Overview of ADASYN
ADASYN (Adaptive Synthetic Sampling), proposed by Haibo He et al. in 2008, is a data-level technique designed to address class imbalance in classification tasks. The primary goal of ADASYN is to reduce the learning bias caused by severely underrepresented minority class samples and to construct a more balanced and effective classification model.
Unlike basic oversampling methods that uniformly generate synthetic samples, ADASYN focuses on generating more samples in regions where minority class examples are harder to classify. Specifically, it evaluates the distribution of majority class samples in the neighborhood of each minority class instance. The more imbalanced the local region, the more synthetic samples are generated for that point. This allows the model to better learn complex decision boundaries and improves classification accuracy in difficult areas.
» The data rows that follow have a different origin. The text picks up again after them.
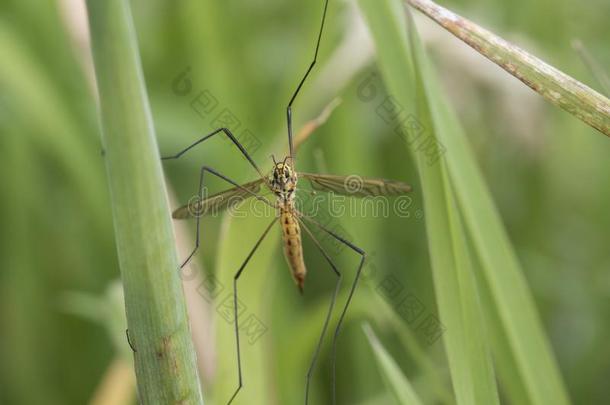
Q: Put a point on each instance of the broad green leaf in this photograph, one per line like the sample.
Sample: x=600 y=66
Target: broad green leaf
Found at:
x=398 y=384
x=459 y=307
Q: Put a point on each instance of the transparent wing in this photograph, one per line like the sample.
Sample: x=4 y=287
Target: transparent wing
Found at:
x=355 y=186
x=217 y=202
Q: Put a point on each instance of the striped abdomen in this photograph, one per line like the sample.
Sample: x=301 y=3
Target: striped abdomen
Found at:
x=293 y=250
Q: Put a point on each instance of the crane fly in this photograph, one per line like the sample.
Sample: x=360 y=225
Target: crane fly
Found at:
x=282 y=182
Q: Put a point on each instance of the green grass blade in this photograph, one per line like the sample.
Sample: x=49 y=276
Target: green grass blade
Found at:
x=398 y=384
x=156 y=313
x=516 y=309
x=513 y=306
x=560 y=89
x=467 y=351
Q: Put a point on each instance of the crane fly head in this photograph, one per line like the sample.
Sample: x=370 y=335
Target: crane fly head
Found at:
x=283 y=179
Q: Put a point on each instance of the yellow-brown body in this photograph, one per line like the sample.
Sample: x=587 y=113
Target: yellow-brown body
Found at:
x=283 y=182
x=293 y=250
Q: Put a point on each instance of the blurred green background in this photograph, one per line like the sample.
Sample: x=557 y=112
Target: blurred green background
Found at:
x=60 y=321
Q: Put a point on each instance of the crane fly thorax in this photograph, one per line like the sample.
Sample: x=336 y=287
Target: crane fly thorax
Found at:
x=283 y=181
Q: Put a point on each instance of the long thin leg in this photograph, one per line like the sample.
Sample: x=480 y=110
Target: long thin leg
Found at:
x=235 y=309
x=362 y=254
x=298 y=89
x=330 y=309
x=228 y=133
x=200 y=195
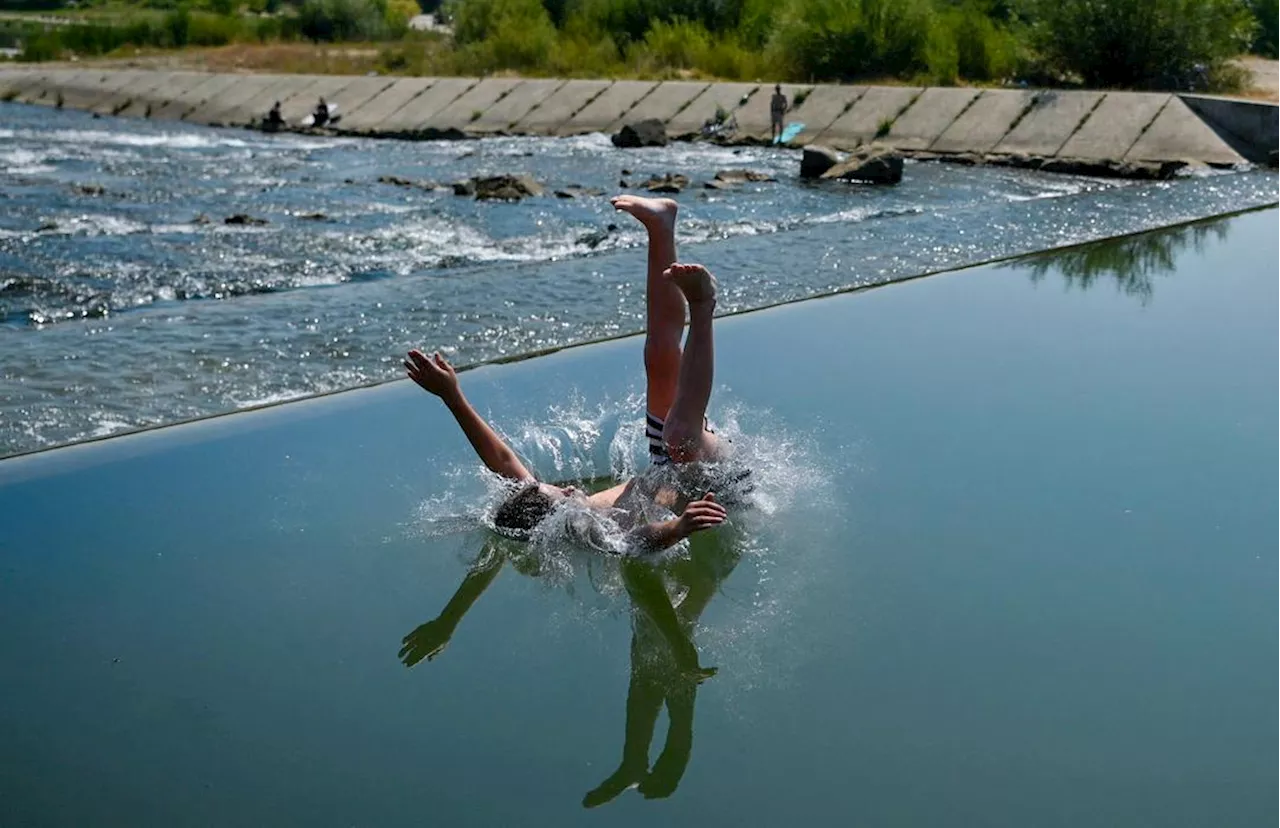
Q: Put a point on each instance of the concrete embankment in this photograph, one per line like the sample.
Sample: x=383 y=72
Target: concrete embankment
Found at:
x=1055 y=129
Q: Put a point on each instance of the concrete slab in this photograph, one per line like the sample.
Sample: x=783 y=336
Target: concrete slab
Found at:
x=1178 y=133
x=419 y=113
x=560 y=108
x=821 y=108
x=471 y=105
x=600 y=114
x=662 y=103
x=1115 y=126
x=863 y=120
x=179 y=106
x=703 y=108
x=138 y=86
x=986 y=123
x=10 y=82
x=387 y=103
x=92 y=87
x=1251 y=127
x=31 y=88
x=1051 y=123
x=359 y=92
x=50 y=88
x=152 y=99
x=929 y=117
x=754 y=119
x=227 y=106
x=510 y=109
x=286 y=88
x=119 y=92
x=300 y=100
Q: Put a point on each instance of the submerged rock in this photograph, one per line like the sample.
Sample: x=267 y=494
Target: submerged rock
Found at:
x=670 y=183
x=499 y=187
x=641 y=133
x=575 y=191
x=871 y=165
x=245 y=219
x=817 y=160
x=741 y=177
x=407 y=182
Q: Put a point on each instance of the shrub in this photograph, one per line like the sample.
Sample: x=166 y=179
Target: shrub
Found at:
x=1143 y=44
x=475 y=21
x=503 y=33
x=398 y=14
x=1267 y=12
x=342 y=19
x=853 y=39
x=983 y=50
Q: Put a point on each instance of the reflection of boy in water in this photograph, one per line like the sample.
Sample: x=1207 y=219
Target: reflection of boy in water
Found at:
x=664 y=669
x=679 y=387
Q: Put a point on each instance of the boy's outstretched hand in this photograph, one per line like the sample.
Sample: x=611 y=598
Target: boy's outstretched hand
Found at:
x=433 y=374
x=700 y=515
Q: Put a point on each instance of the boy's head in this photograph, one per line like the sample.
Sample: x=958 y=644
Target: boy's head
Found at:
x=529 y=506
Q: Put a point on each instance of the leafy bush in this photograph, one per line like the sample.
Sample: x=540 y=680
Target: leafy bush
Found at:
x=853 y=39
x=1143 y=44
x=983 y=50
x=342 y=19
x=503 y=33
x=1267 y=12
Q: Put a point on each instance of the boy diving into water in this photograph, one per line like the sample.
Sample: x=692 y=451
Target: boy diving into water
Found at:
x=679 y=387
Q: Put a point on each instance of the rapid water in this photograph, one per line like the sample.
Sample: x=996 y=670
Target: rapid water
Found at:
x=126 y=301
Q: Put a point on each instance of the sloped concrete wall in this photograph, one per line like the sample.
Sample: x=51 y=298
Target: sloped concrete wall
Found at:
x=606 y=111
x=727 y=96
x=560 y=106
x=507 y=111
x=1251 y=127
x=932 y=113
x=1115 y=126
x=981 y=127
x=393 y=99
x=821 y=108
x=663 y=103
x=996 y=123
x=1050 y=123
x=865 y=119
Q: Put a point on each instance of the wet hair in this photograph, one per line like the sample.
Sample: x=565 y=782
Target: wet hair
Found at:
x=524 y=509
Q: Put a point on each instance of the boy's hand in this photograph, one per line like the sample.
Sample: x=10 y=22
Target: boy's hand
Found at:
x=433 y=374
x=700 y=515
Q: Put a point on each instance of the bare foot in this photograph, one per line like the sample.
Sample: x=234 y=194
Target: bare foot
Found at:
x=649 y=211
x=695 y=282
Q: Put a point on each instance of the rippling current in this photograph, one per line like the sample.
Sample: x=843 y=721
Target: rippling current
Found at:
x=127 y=301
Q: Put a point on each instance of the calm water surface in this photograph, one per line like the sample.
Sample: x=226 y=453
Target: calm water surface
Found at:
x=1011 y=562
x=124 y=300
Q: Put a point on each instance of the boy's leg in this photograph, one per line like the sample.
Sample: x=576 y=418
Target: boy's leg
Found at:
x=664 y=303
x=685 y=433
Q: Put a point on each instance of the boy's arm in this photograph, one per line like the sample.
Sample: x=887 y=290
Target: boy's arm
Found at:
x=438 y=376
x=698 y=516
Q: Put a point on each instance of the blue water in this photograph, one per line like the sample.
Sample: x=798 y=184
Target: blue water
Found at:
x=1014 y=565
x=138 y=306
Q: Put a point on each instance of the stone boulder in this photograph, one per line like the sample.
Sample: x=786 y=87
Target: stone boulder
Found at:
x=670 y=183
x=871 y=165
x=499 y=187
x=817 y=160
x=243 y=219
x=743 y=177
x=641 y=133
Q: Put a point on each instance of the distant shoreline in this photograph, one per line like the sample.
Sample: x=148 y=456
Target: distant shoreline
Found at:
x=1132 y=135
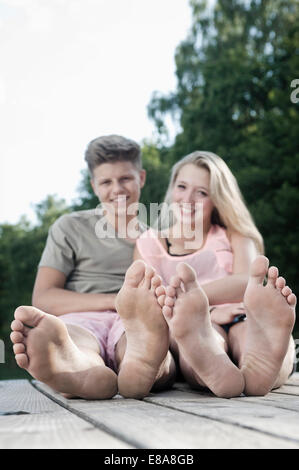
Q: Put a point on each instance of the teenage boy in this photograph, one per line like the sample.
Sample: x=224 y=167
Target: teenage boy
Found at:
x=82 y=346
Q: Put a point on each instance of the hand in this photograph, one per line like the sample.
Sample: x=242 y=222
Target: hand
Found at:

By adopting this adaptive sampling strategy, ADASYN can outperform traditional oversampling techniques such as SMOTE in practical applications, particularly by strengthening the model’s performance on critical and challenging regions of the data space.
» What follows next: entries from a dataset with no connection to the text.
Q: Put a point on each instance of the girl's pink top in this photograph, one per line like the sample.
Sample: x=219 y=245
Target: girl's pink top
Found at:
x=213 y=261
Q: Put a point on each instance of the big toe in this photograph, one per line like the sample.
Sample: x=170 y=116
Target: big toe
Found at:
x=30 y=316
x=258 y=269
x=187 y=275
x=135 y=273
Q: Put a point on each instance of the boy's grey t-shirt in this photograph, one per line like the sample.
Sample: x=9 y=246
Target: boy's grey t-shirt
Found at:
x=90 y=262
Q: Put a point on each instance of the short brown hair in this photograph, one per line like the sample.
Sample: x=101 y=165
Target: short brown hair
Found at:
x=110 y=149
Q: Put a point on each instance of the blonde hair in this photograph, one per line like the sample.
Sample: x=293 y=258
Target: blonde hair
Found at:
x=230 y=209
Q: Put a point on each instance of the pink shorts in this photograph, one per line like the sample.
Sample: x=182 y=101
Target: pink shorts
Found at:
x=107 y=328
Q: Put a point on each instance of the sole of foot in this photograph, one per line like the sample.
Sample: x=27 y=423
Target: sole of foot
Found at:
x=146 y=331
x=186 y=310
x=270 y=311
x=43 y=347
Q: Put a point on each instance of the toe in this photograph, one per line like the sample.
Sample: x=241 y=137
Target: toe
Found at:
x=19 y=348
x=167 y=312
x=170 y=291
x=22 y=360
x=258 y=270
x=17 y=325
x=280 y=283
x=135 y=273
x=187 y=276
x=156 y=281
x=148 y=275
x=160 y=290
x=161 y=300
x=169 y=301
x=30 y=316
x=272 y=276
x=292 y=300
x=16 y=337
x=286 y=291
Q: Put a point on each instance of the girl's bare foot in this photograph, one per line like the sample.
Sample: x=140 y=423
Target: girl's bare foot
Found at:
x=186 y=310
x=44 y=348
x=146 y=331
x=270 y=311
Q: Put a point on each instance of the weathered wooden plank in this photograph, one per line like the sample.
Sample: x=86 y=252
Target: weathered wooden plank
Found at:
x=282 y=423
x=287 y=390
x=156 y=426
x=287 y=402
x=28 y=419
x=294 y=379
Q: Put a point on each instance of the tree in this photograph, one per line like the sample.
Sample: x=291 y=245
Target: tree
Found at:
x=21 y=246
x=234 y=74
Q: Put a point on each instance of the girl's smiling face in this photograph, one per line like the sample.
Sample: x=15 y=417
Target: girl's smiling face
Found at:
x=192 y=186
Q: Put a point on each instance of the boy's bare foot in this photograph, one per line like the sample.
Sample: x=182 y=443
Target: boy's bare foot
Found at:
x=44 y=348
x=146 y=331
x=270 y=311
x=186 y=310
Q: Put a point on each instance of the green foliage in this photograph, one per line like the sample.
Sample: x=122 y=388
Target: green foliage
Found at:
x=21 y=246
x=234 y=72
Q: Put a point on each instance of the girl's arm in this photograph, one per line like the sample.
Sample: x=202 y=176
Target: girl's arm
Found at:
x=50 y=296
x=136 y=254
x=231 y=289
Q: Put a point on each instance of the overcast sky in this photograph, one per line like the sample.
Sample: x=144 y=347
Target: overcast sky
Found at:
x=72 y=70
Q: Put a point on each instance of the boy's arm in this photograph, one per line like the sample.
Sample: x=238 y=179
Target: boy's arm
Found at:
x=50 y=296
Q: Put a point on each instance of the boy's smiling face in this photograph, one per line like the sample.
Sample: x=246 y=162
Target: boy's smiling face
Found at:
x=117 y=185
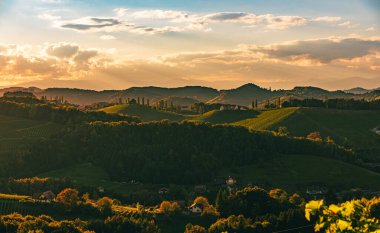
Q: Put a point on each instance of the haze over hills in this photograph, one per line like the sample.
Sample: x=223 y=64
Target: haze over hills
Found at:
x=243 y=95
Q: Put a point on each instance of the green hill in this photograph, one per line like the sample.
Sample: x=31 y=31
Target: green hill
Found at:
x=346 y=127
x=16 y=133
x=143 y=112
x=295 y=172
x=267 y=119
x=225 y=116
x=291 y=172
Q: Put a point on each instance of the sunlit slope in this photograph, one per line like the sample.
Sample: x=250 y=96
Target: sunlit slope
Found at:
x=267 y=119
x=296 y=171
x=143 y=112
x=346 y=127
x=225 y=116
x=291 y=172
x=16 y=133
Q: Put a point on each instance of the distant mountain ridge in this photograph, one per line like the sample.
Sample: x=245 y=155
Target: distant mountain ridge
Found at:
x=243 y=95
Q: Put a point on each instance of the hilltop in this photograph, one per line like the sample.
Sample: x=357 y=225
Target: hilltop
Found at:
x=243 y=95
x=143 y=112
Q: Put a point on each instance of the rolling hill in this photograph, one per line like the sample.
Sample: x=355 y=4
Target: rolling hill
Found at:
x=243 y=95
x=16 y=133
x=266 y=119
x=346 y=127
x=226 y=116
x=143 y=112
x=296 y=172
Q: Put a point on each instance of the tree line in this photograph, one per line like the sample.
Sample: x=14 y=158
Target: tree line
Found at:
x=29 y=108
x=349 y=104
x=164 y=152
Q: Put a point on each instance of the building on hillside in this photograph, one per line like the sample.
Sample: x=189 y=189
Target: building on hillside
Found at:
x=100 y=189
x=232 y=107
x=230 y=181
x=316 y=192
x=45 y=196
x=163 y=191
x=185 y=107
x=196 y=208
x=200 y=188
How ADASYN Works (Summary)
The operation of ADASYN can be summarized in the following steps:
-
For each sample in the minority class, a set of k nearest neighbors (typically k = 5) is identified.
-
The number of majority class samples within this neighborhood is counted to evaluate the local class imbalance.
-
A difficulty score is computed: samples surrounded by more majority class instances are considered harder to classify and are therefore assigned more synthetic samples.
-
The synthetic samples are generated via linear interpolation, similar to SMOTE, using the original minority class sample and its minority class neighbors.
Through this process, ADASYN places more emphasis on hard-to-learn areas and enhances the classifier’s ability to correctly distinguish the minority class, especially near decision boundaries.
Differences Between ADASYN and SMOTE
While both ADASYN and SMOTE (Synthetic Minority Over-sampling Technique) described in “Overview of SMOTE (Synthetic Minority Over-sampling Technique), its algorithm and examples of implementation” aim to mitigate class imbalance by generating synthetic minority class samples, they differ in their strategies:
-
Location of Generation:
SMOTE generates samples uniformly across all minority class samples, without regard to local classification difficulty.
ADASYN, by contrast, focuses on areas with a high chance of misclassification, i.e., where the majority class is dominant in the neighborhood. -
Weighting Strategy:
SMOTE applies no weighting, treating all minority class samples equally.
ADASYN assigns weights based on the local class imbalance, resulting in more samples for harder regions. -
Targeted Regions:
SMOTE aims to enhance the entire minority class distribution.
ADASYN explicitly targets hard-to-classify regions of the minority class, strengthening the classifier in areas that are more likely to contribute to errors.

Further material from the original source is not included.